Question about an exercise in Revuz/Yor I'm solving exercise 2.28 in Revuz/Yor. I was able to prove 1). Unfortunately at 2) I got stuck. I have to show:

Let $B$ be a d-dimensional Brownian motion and $A\in \mathcal{A}:=\cap_t \mathcal{A}_t$, where $\mathcal{A}_t:=\sigma(B_s;s\ge t)$. For any fixed $t$, there is an event $B\in \mathcal{A}$ such that $\mathbf1_{A}=\mathbf1_B\circ \theta_t$, ($\theta$ is the shift operator), then
  $$P_x[A]=\int P_y(B)P_t(x,dy)$$
  and conclude that either $P_\cdot[A]=0$ or $P_\cdot[A]=1$.

I did the following:
By Proposition 1.7 (Markov Property) I get:
$$E_x[\mathbf1_B\circ \theta_t|\mathcal{F}_t^0] =E_{B_t}[\mathbf1_B]$$
Well integrating the LHS, we get:
$$E_x[E_x[\mathbf1_B\circ \theta_t|\mathcal{F}_t^0]]=E_x[\mathbf1_A]=P_x[A]$$
Therefore I'm done with the first part, if
$$E_x[E_{B_t}[\mathbf1_B]]=\int P_y(B)P_t(x,dy)$$
My problem is, I do not see why this is true. It would be very nice if someone could tell me, why this equation is true. I run always in trouble using regular conditional probability. Also some hints for the second statement would be appreciated.
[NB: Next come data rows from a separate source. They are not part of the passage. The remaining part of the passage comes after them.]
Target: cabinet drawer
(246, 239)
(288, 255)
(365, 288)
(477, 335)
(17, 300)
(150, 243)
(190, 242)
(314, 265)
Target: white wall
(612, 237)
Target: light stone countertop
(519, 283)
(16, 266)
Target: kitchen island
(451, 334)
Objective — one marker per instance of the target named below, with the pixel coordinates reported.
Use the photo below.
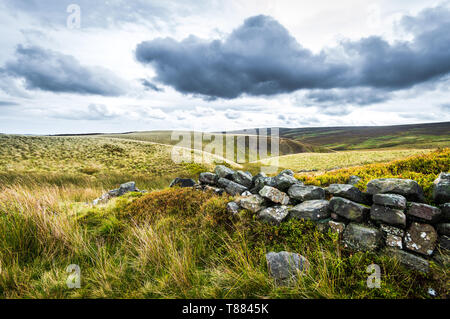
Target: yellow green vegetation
(329, 161)
(177, 243)
(422, 168)
(91, 162)
(170, 243)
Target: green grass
(170, 243)
(415, 136)
(177, 243)
(330, 161)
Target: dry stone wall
(391, 216)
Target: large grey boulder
(285, 266)
(311, 210)
(208, 178)
(274, 195)
(180, 182)
(336, 227)
(388, 215)
(231, 187)
(274, 215)
(441, 188)
(409, 260)
(359, 237)
(406, 187)
(130, 187)
(443, 229)
(262, 181)
(347, 191)
(233, 208)
(393, 236)
(424, 212)
(284, 181)
(421, 238)
(287, 172)
(348, 209)
(243, 178)
(215, 190)
(390, 200)
(353, 180)
(224, 172)
(252, 203)
(301, 192)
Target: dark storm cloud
(52, 71)
(94, 112)
(359, 96)
(93, 13)
(261, 58)
(7, 103)
(149, 85)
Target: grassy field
(416, 136)
(330, 161)
(170, 243)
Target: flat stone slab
(274, 215)
(253, 203)
(284, 181)
(363, 238)
(390, 200)
(274, 195)
(388, 215)
(421, 238)
(347, 191)
(443, 229)
(224, 172)
(233, 208)
(302, 193)
(409, 260)
(441, 188)
(311, 210)
(424, 212)
(405, 187)
(285, 266)
(243, 178)
(208, 178)
(445, 210)
(348, 209)
(231, 187)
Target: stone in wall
(274, 215)
(253, 203)
(274, 195)
(408, 259)
(424, 212)
(360, 237)
(286, 266)
(231, 187)
(224, 172)
(388, 215)
(405, 187)
(390, 200)
(347, 191)
(350, 210)
(311, 210)
(441, 188)
(302, 193)
(420, 238)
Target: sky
(117, 66)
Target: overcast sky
(221, 65)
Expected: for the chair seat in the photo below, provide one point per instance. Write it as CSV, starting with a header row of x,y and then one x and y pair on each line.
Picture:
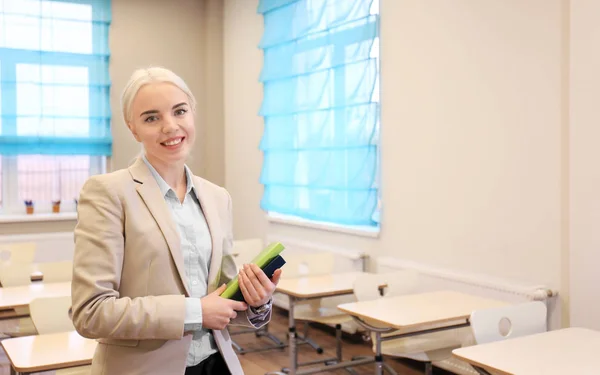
x,y
456,366
321,315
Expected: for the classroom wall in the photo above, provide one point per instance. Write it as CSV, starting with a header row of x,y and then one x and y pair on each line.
x,y
473,136
584,144
185,36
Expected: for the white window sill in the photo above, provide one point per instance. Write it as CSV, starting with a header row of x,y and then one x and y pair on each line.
x,y
24,218
356,230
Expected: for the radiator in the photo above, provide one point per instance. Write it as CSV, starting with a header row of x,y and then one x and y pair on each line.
x,y
432,278
50,247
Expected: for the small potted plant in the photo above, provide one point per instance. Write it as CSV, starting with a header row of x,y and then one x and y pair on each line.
x,y
29,207
56,206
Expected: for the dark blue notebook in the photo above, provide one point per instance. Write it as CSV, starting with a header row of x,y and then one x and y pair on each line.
x,y
269,270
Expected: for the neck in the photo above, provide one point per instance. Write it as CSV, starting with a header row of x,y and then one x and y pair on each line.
x,y
172,173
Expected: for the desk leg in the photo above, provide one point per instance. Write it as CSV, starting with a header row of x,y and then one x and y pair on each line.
x,y
292,337
378,355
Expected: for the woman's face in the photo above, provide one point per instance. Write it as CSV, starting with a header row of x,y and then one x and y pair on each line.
x,y
162,120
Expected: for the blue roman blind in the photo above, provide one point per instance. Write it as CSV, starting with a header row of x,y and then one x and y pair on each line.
x,y
54,81
321,109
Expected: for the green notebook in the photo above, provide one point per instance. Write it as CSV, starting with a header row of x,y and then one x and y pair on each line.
x,y
261,260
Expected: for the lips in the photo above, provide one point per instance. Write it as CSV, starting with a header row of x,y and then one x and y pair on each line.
x,y
172,142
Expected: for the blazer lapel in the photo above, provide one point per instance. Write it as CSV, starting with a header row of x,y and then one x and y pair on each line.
x,y
148,189
211,214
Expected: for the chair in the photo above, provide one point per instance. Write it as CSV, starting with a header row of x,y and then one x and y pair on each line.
x,y
424,348
55,272
51,315
323,310
508,322
14,275
244,251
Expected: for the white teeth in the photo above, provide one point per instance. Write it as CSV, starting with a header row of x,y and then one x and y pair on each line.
x,y
173,142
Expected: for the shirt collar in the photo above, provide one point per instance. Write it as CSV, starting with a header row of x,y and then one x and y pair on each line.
x,y
162,184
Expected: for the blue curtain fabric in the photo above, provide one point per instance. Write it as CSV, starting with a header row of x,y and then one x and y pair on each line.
x,y
54,81
321,110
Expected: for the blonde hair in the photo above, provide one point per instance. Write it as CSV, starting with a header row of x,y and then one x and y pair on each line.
x,y
144,76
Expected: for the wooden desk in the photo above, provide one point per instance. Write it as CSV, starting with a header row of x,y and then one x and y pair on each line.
x,y
560,352
20,296
48,352
415,314
312,287
319,286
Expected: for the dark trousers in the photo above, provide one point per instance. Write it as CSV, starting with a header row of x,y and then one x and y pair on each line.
x,y
215,364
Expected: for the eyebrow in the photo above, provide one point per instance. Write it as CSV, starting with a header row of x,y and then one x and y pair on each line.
x,y
154,111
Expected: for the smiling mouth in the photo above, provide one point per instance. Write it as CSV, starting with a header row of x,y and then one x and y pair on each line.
x,y
173,142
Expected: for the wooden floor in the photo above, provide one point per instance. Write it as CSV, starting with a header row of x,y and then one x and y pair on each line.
x,y
260,363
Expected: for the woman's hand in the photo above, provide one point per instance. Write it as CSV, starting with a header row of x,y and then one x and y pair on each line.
x,y
256,286
217,311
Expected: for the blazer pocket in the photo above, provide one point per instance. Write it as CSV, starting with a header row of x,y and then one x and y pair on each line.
x,y
119,342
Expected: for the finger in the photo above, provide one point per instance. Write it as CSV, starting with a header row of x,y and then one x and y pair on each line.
x,y
260,275
258,287
251,296
238,305
276,276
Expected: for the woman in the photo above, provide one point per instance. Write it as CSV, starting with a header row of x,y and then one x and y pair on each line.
x,y
153,250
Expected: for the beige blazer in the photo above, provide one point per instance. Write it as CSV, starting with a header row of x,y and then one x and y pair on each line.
x,y
128,286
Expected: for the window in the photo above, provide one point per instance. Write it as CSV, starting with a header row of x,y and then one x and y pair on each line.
x,y
321,110
54,100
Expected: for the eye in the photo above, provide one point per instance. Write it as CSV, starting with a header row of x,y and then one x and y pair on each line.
x,y
180,112
151,119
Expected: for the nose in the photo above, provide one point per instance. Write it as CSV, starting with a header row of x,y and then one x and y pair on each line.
x,y
169,125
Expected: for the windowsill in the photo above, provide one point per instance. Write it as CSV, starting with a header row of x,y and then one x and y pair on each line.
x,y
356,230
24,218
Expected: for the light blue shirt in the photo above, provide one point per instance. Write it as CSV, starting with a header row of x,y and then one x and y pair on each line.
x,y
196,248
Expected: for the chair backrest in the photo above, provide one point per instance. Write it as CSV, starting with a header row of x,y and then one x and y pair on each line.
x,y
308,264
15,274
508,322
55,272
51,314
246,250
18,252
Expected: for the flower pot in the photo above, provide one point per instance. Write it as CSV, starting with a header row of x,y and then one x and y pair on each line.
x,y
29,207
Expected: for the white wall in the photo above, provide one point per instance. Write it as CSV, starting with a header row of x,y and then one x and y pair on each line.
x,y
585,173
473,116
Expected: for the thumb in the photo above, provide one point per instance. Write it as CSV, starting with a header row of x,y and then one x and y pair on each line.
x,y
276,276
220,289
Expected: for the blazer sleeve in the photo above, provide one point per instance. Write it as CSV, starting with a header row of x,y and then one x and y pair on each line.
x,y
97,309
229,271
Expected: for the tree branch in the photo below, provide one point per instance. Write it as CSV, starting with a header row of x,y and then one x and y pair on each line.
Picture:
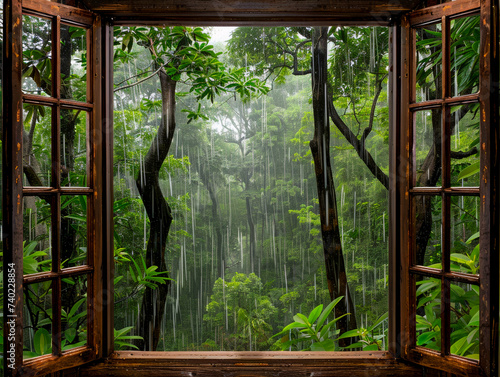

I'm very thankful for your help.
cheers
math
 A: Define the function 
$\phi(y)=E_y[\mathbf 1_B]$, that is, $\phi(y)=P_y(B)$. Then $E_{B_t}[\mathbf 1_B]$ is the random variable $\phi(B_t)$. The expected value of this random variable can be expressed in terms of the distribution $\nu$ of $B_t$ via $$E(\phi(B_t))=\int \phi(y)\, \nu(dy).\tag1$$ Under $E_x$, the distribution of $B_t$ is $\nu(dy)=P_t(x,dy)$, so substituting back into (1) gives 
$$ E_x(E_{B_t}[\mathbf 1_B])=E(\phi(B_t))=\int P_y(B)\, P_t(x,dy). $$
A: You are starting from $x$, not from $0$, so what you wrote about $E_x(\mathbf1(B)\circ \theta_t|\mathcal F^0_t)$ is a bit confusing.To clarify the expression, you'd better write it as $E(\mathbf1(B)\circ \theta_t|\mathcal F^x_t)$. And the equation can be established more clearly:Firstly,thanks to strong markov property, $$E(\mathbf1(B)\circ \theta_t|\mathcal F^x_t)=E(\mathbf1(B)\circ \theta_t| B^x_t) $$ which is the conditional probability of $B$ under the law of Brownian motion evaluated at time $t$ along with the starting point $x$.
And then you calculate the expectation of the above to achieve the probability, which is equal to 
$$E(E(\mathbf1(B)\circ \theta_t| B^x_t))=\int P_y(B) P_t(x,dy)$$
The statement then holds. 
This question want you to confirm zero-one-law under any starting point of Brownian motion.